Cell Genesys, Medarex Drugs Fight Prostate Cancer
Cell Genesys Inc., the developer of the GVAX immune system-booster, said its treatment reduced a common sign of prostate cancer when used with an experimental treatment from Medarex Inc.
The two drugs may work well together because GVAX stimulates immune system cells to fight cancer and the Medarex treatment unleashes the cells from controls that keep them in check, researchers said today a medical meeting. Five of six patients on GVAX and high doses of the Medarex drug cut their PSA scores, a measurement of disease, in half, researchers said.
Cell Genesys, based in South San Francisco, California, is conducting late-stage clinical trials enrolling more than 1,200 patients to see whether GVAX can help prostate-cancer patients live longer. The first study is expected to offer results in the second half of 2009. If successful, it could be the first approved immune-boosting therapy for cancer in the U.S. An estimated 28,000 men will die of prostate tumors this year, according to the American Cancer Society.
The combination is ``showing a lot of success in increasing anti-tumor activity in these patients,'' said Saskia Santegoets, a cancer researcher at Vrije University Medical Center in Amsterdam, in a statement.
Cell Genesys fell 2 cents to $3.16 at 4 p.m. New York time in Nasdaq Stock Market composite trading. The stock has gained 37 percent this year.
Cell Genesys, which has no marketed products, had an accumulated deficit of $491 million at the end of 2007, the company said in its annual report filed with the Securities and Exchange Commission. The company was founded in 1988.

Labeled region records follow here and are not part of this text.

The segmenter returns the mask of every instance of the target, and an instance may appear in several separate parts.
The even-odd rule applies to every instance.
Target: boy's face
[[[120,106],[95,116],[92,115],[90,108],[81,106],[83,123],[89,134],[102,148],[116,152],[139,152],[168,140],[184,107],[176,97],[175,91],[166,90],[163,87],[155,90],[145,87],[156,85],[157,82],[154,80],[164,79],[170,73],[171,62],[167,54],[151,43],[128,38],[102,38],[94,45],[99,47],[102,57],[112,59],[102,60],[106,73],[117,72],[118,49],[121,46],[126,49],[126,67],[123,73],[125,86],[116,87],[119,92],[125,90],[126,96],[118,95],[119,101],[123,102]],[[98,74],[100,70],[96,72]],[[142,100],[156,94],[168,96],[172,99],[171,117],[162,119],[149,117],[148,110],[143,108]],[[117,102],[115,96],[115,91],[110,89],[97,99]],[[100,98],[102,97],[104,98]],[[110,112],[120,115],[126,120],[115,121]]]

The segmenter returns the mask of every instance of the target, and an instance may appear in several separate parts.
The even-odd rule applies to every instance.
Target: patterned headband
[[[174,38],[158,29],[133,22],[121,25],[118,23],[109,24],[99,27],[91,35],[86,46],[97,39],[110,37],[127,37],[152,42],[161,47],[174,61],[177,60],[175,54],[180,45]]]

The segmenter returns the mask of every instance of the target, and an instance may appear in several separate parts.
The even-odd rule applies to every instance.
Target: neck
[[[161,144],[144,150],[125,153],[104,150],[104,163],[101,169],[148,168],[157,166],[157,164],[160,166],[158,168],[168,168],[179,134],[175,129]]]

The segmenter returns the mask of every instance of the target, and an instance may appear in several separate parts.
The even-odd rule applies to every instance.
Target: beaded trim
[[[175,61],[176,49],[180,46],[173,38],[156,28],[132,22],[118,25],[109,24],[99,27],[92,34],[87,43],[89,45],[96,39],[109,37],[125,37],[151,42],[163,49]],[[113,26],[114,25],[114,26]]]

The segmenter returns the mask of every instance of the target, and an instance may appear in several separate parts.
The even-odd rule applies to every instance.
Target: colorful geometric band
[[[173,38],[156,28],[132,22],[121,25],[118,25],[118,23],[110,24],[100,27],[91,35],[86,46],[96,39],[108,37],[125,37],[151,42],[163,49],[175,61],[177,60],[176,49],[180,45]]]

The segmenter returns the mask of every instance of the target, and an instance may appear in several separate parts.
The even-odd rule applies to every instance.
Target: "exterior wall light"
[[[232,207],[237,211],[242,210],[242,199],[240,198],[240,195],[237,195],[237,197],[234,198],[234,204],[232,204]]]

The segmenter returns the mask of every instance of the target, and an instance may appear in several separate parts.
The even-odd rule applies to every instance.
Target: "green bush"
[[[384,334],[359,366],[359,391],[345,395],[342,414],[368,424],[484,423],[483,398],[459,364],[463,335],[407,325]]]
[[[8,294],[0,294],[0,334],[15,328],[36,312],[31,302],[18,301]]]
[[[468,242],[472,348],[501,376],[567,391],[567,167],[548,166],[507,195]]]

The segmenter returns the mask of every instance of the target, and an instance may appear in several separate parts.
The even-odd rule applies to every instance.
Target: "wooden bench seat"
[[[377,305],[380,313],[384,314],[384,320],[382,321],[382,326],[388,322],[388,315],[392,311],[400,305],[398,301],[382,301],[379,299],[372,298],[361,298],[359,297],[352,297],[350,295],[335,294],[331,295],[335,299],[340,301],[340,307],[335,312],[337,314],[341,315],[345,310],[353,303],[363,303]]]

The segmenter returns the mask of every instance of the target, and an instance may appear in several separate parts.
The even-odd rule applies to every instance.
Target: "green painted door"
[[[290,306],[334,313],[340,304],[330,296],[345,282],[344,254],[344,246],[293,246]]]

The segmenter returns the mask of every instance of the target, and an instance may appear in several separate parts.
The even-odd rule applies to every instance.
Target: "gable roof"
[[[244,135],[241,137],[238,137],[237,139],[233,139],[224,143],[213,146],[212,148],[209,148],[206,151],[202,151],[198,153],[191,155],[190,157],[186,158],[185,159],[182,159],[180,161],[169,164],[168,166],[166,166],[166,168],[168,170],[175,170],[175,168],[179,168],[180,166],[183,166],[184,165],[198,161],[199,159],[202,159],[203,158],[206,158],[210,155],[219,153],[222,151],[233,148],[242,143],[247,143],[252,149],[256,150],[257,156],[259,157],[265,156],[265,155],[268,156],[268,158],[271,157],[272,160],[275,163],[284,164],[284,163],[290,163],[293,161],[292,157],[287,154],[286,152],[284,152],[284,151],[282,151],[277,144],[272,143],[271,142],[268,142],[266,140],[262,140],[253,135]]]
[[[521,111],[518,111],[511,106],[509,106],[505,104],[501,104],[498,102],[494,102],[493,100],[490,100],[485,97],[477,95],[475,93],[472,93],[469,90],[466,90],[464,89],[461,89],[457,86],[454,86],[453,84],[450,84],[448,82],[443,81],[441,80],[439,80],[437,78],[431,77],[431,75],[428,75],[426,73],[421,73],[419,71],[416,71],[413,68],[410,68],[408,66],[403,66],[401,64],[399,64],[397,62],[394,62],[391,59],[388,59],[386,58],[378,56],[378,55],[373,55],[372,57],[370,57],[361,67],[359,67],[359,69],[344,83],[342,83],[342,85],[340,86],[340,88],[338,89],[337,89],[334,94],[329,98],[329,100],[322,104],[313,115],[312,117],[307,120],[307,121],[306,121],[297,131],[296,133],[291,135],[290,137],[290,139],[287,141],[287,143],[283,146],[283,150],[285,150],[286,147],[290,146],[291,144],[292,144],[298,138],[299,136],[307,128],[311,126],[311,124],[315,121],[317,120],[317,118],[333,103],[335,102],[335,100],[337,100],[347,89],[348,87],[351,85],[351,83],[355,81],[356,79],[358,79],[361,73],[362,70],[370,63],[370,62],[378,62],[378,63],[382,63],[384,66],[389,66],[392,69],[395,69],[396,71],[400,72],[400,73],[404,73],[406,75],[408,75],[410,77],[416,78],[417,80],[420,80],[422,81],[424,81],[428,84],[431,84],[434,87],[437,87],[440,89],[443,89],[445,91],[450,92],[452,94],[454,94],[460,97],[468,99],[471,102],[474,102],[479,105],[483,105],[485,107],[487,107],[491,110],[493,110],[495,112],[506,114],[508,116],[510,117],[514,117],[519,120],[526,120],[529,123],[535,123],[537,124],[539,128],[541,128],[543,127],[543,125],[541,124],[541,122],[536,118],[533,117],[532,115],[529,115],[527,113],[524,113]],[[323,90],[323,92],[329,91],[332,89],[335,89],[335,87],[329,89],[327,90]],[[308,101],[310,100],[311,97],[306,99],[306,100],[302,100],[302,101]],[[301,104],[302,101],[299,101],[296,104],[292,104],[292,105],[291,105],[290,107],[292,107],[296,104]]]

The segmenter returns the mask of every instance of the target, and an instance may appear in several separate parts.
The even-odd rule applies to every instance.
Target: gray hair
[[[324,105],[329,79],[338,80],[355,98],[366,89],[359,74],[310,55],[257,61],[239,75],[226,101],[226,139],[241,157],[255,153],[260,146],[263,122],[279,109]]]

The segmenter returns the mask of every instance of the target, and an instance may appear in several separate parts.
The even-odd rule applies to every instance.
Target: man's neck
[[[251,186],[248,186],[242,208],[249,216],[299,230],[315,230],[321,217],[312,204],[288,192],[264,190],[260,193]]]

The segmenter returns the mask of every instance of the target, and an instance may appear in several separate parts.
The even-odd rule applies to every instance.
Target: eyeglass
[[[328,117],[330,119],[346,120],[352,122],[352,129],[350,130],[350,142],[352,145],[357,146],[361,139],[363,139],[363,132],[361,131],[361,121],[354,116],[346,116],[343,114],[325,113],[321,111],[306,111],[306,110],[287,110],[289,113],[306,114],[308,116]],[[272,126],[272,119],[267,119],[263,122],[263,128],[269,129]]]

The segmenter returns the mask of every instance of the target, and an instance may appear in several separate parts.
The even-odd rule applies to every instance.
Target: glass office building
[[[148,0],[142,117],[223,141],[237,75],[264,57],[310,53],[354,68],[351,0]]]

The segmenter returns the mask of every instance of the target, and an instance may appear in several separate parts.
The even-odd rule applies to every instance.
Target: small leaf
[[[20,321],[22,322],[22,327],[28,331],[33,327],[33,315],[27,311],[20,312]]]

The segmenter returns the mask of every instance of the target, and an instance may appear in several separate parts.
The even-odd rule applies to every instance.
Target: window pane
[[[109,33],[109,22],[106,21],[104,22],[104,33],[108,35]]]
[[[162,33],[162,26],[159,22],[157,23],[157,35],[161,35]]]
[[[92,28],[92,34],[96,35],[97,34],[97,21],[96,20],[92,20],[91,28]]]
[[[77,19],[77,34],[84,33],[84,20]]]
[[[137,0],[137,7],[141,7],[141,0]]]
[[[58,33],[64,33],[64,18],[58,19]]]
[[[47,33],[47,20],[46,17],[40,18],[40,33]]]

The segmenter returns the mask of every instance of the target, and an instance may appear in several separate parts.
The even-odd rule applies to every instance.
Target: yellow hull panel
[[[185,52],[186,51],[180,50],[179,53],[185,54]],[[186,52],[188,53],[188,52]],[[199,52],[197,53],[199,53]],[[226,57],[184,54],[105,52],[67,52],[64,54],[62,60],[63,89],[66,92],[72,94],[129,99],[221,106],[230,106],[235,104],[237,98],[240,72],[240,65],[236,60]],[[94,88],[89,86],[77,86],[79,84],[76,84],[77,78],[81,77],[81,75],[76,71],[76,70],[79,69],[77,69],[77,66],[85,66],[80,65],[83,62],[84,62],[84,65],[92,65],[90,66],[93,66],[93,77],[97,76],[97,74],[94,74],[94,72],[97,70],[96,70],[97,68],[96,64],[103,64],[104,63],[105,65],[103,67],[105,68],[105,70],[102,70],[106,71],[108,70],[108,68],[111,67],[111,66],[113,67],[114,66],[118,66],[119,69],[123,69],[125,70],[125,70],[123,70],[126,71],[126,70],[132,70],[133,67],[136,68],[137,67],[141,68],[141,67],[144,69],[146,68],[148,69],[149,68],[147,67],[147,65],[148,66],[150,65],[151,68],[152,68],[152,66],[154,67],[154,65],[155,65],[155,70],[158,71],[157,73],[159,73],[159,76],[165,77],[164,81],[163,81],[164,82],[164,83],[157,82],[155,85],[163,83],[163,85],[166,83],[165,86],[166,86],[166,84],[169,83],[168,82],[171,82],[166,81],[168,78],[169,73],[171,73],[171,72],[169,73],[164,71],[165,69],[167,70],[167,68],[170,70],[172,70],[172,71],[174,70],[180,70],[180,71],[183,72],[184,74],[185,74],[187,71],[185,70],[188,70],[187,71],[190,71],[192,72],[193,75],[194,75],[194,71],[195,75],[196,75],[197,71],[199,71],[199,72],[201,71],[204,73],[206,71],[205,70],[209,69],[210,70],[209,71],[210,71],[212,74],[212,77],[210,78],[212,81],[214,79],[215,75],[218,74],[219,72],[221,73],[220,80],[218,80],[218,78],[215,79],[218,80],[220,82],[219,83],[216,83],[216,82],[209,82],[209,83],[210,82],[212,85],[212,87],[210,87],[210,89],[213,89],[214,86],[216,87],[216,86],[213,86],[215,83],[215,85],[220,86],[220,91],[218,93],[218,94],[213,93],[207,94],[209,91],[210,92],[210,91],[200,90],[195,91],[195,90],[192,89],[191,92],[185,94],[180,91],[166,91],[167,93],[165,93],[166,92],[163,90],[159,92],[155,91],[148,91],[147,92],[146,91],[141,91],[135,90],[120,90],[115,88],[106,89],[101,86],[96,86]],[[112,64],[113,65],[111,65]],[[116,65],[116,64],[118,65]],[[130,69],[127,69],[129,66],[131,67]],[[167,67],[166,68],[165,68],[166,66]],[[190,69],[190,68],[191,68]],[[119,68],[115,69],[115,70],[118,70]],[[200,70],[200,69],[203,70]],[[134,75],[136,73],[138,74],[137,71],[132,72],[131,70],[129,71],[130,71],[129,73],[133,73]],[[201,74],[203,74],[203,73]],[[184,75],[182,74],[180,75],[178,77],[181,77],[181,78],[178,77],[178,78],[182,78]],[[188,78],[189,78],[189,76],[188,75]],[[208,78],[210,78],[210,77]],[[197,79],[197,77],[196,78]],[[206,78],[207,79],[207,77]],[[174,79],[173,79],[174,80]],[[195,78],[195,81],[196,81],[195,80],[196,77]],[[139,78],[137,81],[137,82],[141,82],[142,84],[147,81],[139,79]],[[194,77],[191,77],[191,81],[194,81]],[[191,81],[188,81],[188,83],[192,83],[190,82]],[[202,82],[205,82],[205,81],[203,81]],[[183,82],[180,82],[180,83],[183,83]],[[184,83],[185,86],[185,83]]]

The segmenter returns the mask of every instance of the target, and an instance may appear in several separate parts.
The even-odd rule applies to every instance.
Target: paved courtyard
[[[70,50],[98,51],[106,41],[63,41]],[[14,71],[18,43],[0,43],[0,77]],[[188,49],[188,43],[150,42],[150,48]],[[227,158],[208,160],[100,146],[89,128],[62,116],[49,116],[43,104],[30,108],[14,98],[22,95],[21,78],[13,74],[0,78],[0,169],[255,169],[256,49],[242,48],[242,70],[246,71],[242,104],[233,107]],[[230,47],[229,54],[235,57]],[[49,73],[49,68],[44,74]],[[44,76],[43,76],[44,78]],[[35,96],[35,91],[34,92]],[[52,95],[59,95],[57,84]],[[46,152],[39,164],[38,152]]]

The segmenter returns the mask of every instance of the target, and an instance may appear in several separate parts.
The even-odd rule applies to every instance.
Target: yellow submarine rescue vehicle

Medarex, based in Princeton, New Jersey, dropped 42 cents, or 5.4 percent, to $7.37. It has dropped 29 percent this year. The company, founded in 1987, had an accumulated deficit of $990 million at the end of 2007, the company said in its annual report.
The study looked at 12 patients who took GVAX every other week for six months, and were broken into four groups who took different doses of the Medarex drug, ipilimumab. Patients had a terminal form of prostate cancer that resisted standard hormone-blocking therapy.
The anti-tumor responses, measured by PSA or prostate-specific antigen, scores, were seen at the two highest doses of the Medarex treatment. Four of the five patients who responded had their PSA scores stay low for six months. Two patients had multiple lesions on their bones disappear. One person had an improvement in bone pain, researchers said.
GVAX is made of whole tumor cells that have been dosed with radiation to prevent them from multiplying in the body. The cells carry markers of prostate cancer that are supposed to ``teach'' the immune system to recognize them as foreign and mount an attack.
Cell Genesys is conducting a late-stage study of 626 patients, called Vital-1, to determine whether GVAX can help people live longer than those taking Sanofi-Aventis SA (SAN)'s Taxotere, a chemotherapy.
Last month, Cell Genesys formed a global alliance with Osaka, Japan-based Takeda Pharmaceutical Co. (4502) to develop and market GVAX for prostate cancer. Takeda agreed to pay $50 million upfront, as much as $270 million in milestone payments, and royalties on sales, the companies said.
Many investors are betting Cell Genesys will fail. About 16.8 million shares of the company were in a short position at the end of March, up from 6.89 million on March 15, 2007, according to data compiled by Bloomberg. Short-sellers try to profit on a falling stock by selling borrowing shares and buying them back later at a lower price.